I try to prise the head free of the skull as the portly husband bumbles towards me. He can scarcely squeeze through the narrow aisle. He brushes the empty wrappers and dusty cobwebs from the sides as he closes in on me. As he plods his maw releases great daubs of blood and saliva. I clean the hammer from the dented skull and feebly swing it into the assailing corrupted’s temple.
As soon as I deliver the pathetic swing I knew it would not be enough. I climb back onto the window display and snap the arm from the mannequin. From what I can remember of anatomy, eyes are pretty vulnerable. I shaft the appendage forward and send the flat of the fibreglass hand straight through the corrupted’s eye.
He joins his wife on the floor in a sort of touching reunion. I slip from the window ledge and my naked face nearly touches the hairy, flabby arm of the male corrupted. I jerk my head away and respectfully step over the victims of the so called march of progress.
I notice something peeking out of the man’s back pocket, a revolver. I snatch it with my fingerless gloved hand and continue towards the backroom. I wait at the aperture and whisper into the gauze of pitch blackness. “Hello? Is anyone in there?”
I feel foolish, probably speaking to the corrupted children of the shop. I have never fired a gun before. Back to my forgetfulness, I have left my torch back in my shack.
I feel around the dank nothingness until my fingers run across something cold and metallic. I dig my nails into various slots and holds until finally something opens. I lean down and smell the contents but alas there is nothing in it. Either that or it is a tin full of oats or wheat or something like that. In my sensory deprivation, I can smell the fetidly rotting bodies of the corrupt. They are doomed to be forever decomposing.
I conceal the six-shooter in the seat of my raggedy jeans before skipping over the fallen corrupted and sliding through the sunnily disposed display set.

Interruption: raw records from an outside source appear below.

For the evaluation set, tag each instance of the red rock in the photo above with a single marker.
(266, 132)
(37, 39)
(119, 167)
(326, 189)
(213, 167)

Once out in the street I smell something entirely different to the stench of decay. It smells almost like a freshly baked pie, right out of the oven. I jog along with a far more apparent limp until I reach a fork in the road. In one direction, I hear the discontented public screaming and howling. I opt to avoid the corrupted when I can and start down a narrow alleyway.
I continue in my clumsy fashion, my foot triggers something. Once more my feet betray me. I hear a whip crack and I am helplessly hoisted upside down into the air. My momentum carries my weighty head into a brick wall and knocks my lights clean out.